Abstract: As mega-constellations gradually become the core infrastructure of space–air–ground integrated networks, their resource scheduling faces multiple challenges, including high-dimensional constraints, dynamic task allocation, and multi-objective optimization. Intelligent scheduling methods in this field can be broadly classified into three categories: model-driven approaches, heuristic algorithms, and methods based on deep learning and reinforcement learning. Model-driven approaches leverage tools such as mixed-integer programming and graph-theoretical modeling to construct optimization models, describing the constraints and objective functions of resource scheduling through precise mathematical formulations. These methods can provide theoretically optimal solutions in static scenarios but suffer from exponential growth in computational complexity as the problem size increases, making them difficult to apply to large-scale dynamic scheduling. Heuristic algorithms, inspired by bio-inspired mechanisms, can rapidly generate approximate solutions and demonstrate high efficiency and flexibility in handling medium-scale problems. However, the quality of solutions is sensitive to parameter settings, and they generally lack guarantees of global optimality. Deep learning and reinforcement learning methods, driven by data and interactive learning mechanisms, can extract hidden patterns from massive scheduling datasets and continuously optimize decision strategies through agent–environment interaction. These approaches exhibit unique advantages in complex scenarios such as dynamic topologies and unexpected tasks. Nevertheless, they are highly dependent on training data, and the interpretability of their decision processes remains limited. Current research still falls short in areas such as cross-layer collaborative scheduling, robustness optimization, and heterogeneous resource integration. Future efforts should further explore multimodal learning and adaptive decision-making mechanisms, driving mega-constellation resource scheduling toward greater intelligence, efficiency, and reliability, and providing technological support for the large-scale deployment and application of space–air–ground integrated networks.
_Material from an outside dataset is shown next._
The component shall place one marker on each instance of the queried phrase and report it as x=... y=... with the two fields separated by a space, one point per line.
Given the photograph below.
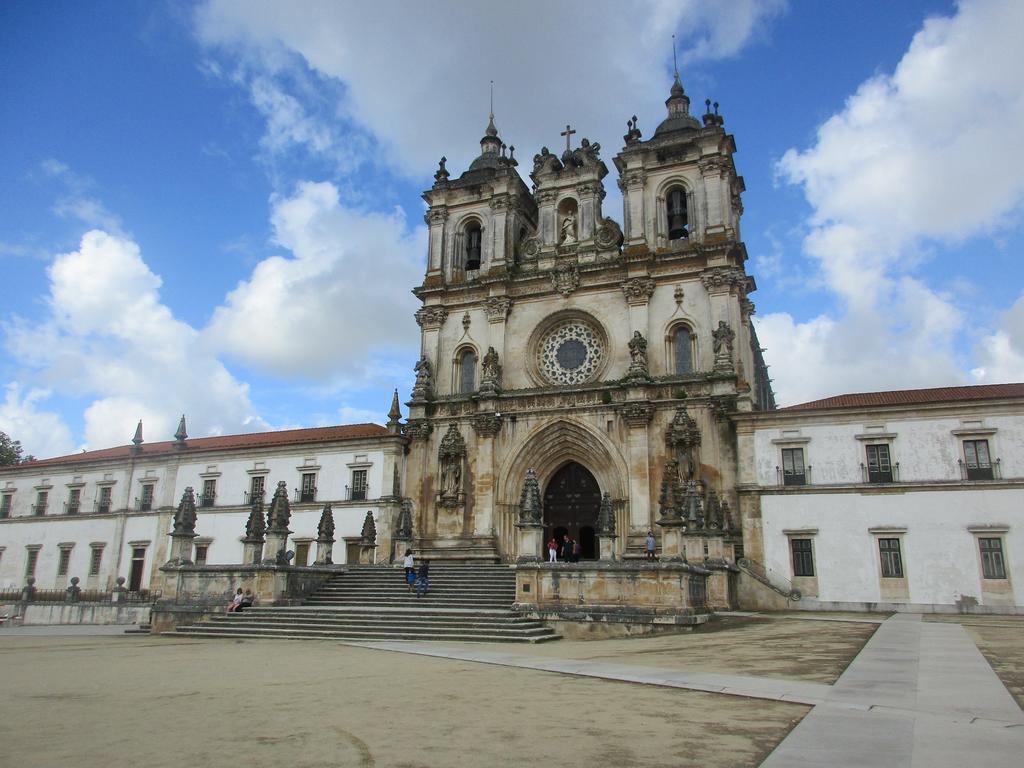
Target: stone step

摘要: 随着巨型星座逐步成为空天地一体化网络的核心基础设施,其资源调度正面临高维约束、动态任务分配与多目标优化等多重挑战。针对这一领域的智能调度方法,可归纳为三类:基于数学模型驱动、基于启发式算法以及基于深度学习与强化学习的方法。其中,数学模型驱动方法借助混合整数规划、图论建模等工具构建优化模型,通过精确的数学推演描述资源调度中的约束条件与目标函数,在静态场景下能够提供理论最优解,但其计算复杂度会随问题规模呈指数级增长,难以应对大规模动态调度需求。启发式算法依托仿生机制快速生成近似解,在处理中等规模问题时展现出较高的效率与灵活性,不过解的质量易受参数设置影响,且缺乏全局最优性保证。深度学习与强化学习方法凭借数据驱动和交互学习机制,能够从海量调度数据中挖掘隐含规律,通过智能体与环境的持续交互优化决策策略,在动态拓扑、突发任务等复杂场景中表现出独特优势,但其对训练数据的依赖性较强,且决策过程的可解释性仍有待提升。当前研究在跨层协同调度、鲁棒性优化、异构资源融合等方面仍存在不足,未来需进一步探索多模态学习与自适应决策机制,推动巨型星座资源调度向智能化、高效化、可靠化方向发展,为空天地一体化网络的大规模部署与应用提供关键技术支撑。